At first glance, the story is a simple forbidden romance. A black man and a white girl fall in love during a time when this kind of thing got black men killed. But, there’s another layer, as we know someone dies. Perry opens the film with a more modern set older lady watching TV, and some guy sitting on an interview talking about some topics that directly suggest he’s prejudice at best and racist at worst. This lady then goes to this man, who has some position of power, and gives him some letters and asks him to investigate a murder from 40 years ago. He’s about to trash the letters, but then he starts to read them.

This is when we learn the story of Bayou, who lives in the Deep South, has an abusive drunk father who talks a big game about playing music professionally, so much so that his brother wants to follow in his footsteps. But his mom is the realist, and puts food on the table. Bayou meets a girl, whose cartoonishly Foghorn Leghorn rapist vibes scares him away. later, Bayou gets a paper airplane, and starts meeting this girl in the woods at night. Eventually, stuff happens, this forbidden love is separated, and Bayou moves to Chicago to pursue music, despite never showing an interest prior.

My big problems with the film itself is that it didn’t care. Bayou can’t read at one point, and remarks how everyone thinks he’s slow, but we never learn how quickly he learns to read and write. I guess he wished upon a star? He also never hints at wanting to pursue music until the film needs him to do so. Meanwhile, Perry just makes odd choices. Like, in one scene, Bayou writes a letter about being drafted to war, but because there’s no budget for this film, his next letter is about being wounded and coming home. There’ no war. No training. no fighting. It’s odd that it was even included as it holds no relevance to the plot. The film could have survived without it.

Aside from that, Bayou makes terrible life choices near the end of the film. And, while this might be a spoiler, his subsequent death that the guy is implored to investigate in the future, actually comes pretty fast. He walks right into his own murder, like he accepts his fate is to be murdered, and within seconds we cut to his lynching and people crying over his body. Then, we’re back to the present. We were building up to that moment for two hours, and they rapidly kill him off like his murder was cut for time.

Then, instead of spending much time in the modern era, we get about three minutes and then the movie ends. The people who bookend the film are really only in about 5-7 minutes total of the entire film, with a scene at the beginning and the end, plus one quick check in to show us the guy still reading the letters.. Arguably, the film would have been better not knowing anything about how the film plays out, or that there is a murder, since Perry does very little with anything. he doesn’t even really establish who the woman with the letters was, or how she came to possess them.

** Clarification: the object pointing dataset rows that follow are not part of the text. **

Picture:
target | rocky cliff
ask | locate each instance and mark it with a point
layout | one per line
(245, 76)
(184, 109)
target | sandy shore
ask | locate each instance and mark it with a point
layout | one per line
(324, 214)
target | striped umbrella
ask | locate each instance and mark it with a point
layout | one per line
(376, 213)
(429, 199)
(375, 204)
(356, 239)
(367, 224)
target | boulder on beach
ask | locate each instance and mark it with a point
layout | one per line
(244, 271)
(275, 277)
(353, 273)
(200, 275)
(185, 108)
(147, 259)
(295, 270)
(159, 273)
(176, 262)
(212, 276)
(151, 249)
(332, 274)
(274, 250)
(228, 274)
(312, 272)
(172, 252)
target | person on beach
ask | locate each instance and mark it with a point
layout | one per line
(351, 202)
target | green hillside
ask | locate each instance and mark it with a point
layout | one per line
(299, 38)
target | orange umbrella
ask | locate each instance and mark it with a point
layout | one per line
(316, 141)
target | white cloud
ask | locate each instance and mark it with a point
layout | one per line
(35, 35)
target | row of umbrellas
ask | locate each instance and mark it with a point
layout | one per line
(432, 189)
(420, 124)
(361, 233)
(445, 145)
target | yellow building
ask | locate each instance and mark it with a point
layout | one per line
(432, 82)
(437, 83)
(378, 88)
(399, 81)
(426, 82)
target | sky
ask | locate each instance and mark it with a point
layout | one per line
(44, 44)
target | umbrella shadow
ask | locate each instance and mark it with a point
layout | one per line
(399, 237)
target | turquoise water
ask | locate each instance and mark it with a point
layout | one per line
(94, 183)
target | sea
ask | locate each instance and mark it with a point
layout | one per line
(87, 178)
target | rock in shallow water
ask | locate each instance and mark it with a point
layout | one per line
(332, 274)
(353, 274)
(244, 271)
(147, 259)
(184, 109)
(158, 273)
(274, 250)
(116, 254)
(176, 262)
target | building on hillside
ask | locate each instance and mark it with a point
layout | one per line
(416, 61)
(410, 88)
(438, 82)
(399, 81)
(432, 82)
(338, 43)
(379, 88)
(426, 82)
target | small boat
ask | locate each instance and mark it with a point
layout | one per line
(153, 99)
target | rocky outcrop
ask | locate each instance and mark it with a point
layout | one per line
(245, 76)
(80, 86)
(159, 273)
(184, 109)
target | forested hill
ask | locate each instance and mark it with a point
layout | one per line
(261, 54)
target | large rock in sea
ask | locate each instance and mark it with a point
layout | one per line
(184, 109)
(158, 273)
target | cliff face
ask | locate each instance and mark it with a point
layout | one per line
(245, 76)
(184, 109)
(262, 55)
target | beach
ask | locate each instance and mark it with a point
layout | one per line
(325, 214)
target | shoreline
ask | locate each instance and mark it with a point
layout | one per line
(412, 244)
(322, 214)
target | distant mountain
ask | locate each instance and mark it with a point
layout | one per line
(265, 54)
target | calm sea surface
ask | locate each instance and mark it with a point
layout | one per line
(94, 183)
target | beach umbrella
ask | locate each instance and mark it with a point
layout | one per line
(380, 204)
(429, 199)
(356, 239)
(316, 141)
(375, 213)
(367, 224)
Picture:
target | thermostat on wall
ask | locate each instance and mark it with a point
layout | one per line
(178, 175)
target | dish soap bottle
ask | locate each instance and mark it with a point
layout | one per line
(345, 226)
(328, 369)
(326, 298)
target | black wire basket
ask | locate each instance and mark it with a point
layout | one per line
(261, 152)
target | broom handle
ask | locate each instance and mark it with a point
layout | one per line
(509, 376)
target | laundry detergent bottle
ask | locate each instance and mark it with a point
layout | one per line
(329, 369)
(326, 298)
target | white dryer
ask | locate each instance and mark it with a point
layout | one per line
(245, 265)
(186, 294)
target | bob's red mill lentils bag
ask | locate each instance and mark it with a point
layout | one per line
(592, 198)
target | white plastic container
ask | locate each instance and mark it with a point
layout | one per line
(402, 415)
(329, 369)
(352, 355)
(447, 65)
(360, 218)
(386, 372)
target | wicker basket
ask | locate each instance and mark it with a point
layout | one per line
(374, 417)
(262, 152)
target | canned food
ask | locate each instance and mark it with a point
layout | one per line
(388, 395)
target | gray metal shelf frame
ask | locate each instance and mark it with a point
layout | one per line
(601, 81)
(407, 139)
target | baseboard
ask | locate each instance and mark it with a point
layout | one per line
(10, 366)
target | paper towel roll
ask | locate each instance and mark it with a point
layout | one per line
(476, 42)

Audio description wise, Liz Gutman, who dominates the business in terms of the amount of writing she does, felt the need to go with skin tones here. That worked against the film, as white characters were described as light skinned, and I didn’t even immediately pick up on the interracial conflict part of the film until it becomes obvious within the plot. She’s just described as light skinned. usually, white characters are never defined, and always defaulted, with POC being the ones needing description. However, in a Tyler Perry film, the cast is predominantly black, so it’s easier to let us know who among the cast isn’t. Just be up front. We know we are watching a story with a black protagonist, and thus his family is comprised of likely the same. When he meets characters not in his family, then we can learn the importance of the difference in these characters skin colors. And it is important for this film, as this films plot is centric around race, racism, and reaction to seeing an interracial couple.

I wish I could say I enjoyed the film, but I just didn’t. once again, Tyler Perry is his own worst enemy. Although, the musician who scored the film comes a close second, as the score always seems meant for another film when it isn’t leaning heavily on jazz or blues. There’s this odd somewhat lilting Forrest Gump sounding soundtrack that plays in parts that is so out of place. Most scores compliment, and many you don’t even realize you noticed, because they just underscore so well. This I actually noticed for all the wrong reasons.

Sorry, but I’m gonna have to pass on what should ahve been a remarkable effort from Perry.